Дело в том, что они лишились своего мира — мира, в котором выросли. Они — точно
рыба, вынутая из воды, или кошка, которой обрубили лапы. Они были воспитаны,
чтобы стать людьми определенного типа, выполнять определенные обязанности,
занимать определенное место в обществе. А этот тип людей, эти обязанности, это
общество навсегда исчезли, когда генерал Ли подошел к Аппоматтоксу. Ох,
Скарлетт, не будьте же дурочкой! Ну, что Эшли Уилксу делать теперь, когда у
него нет дома, плантацию у него отобрали за неуплату долгов, а цена благородным
джентльменам — пенни за двадцать штук. Может он работать головой или руками?
Готов побиться об заклад, что вы немало потеряли денег с тех пор, как он взялся
управлять лесопилкой.
— Ничего подобного!
— Как славно! Могу я взглянуть на вашу бухгалтерию
как-нибудь в воскресенье вечером, когда у вас выдастся свободное время?
— Пошли вы к черту — и не только в свободное время. И
вообще можете убираться: вы мне осатанели.
— Кошечка моя, я уже был у черта, и он оказался
невероятно скучным.
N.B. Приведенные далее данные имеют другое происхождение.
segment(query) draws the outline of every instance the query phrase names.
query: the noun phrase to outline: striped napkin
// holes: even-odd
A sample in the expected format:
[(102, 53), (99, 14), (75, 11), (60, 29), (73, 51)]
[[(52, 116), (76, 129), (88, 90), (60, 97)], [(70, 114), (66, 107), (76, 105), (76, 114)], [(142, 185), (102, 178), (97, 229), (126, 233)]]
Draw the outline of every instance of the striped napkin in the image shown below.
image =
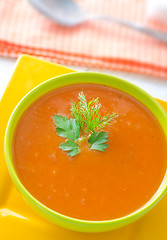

Больше я к нему не пойду, даже чтобы вам угодить. Вы взяли
у меня деньги, когда они были вам до зарезу нужны, и употребили их в дело. Мы с
вами уговорились, как вы будете ими пользоваться, и вы наш уговор нарушили. Но
запомните, бесценная моя маленькая обманщица: настанет время, когда вам
захочется занять у меня еще. И захочется получить эти деньги под невероятно
низкий процент, чтобы вы могли купить новые лесопилки, новых мулов и построить
новые салуны. Так вот: вы получите их, когда рак свистнет.
— Если мне потребуются деньги, я возьму заем в байке,
так что премного благодарна, — холодно заявила она, с трудом сдерживая
клокочущую ярость.
— Вот как? Что ж, попытайтесь. Я владею, кстати,
немалым количеством акций банка.
— Да?
— Да, у меня есть интерес и к добропорядочным
предприятиям.
— Но есть же другие банки…
— Превеликое множество. И уж я постараюсь, чтобы вам
пришлось изрядно поплясать, а все равно вы от них ни цента не получите. Так что
за денежками придется вам идти к ростовщикам-«саквояжникам».
— И пойду — и даже с удовольствием.
— Пойдете, но без удовольствия, когда узнаете, какие
они запрашивают проценты. Красавица моя, в деловом мире крепко наказывают за
нечестную игру. Вам бы следовало не вилять со мной.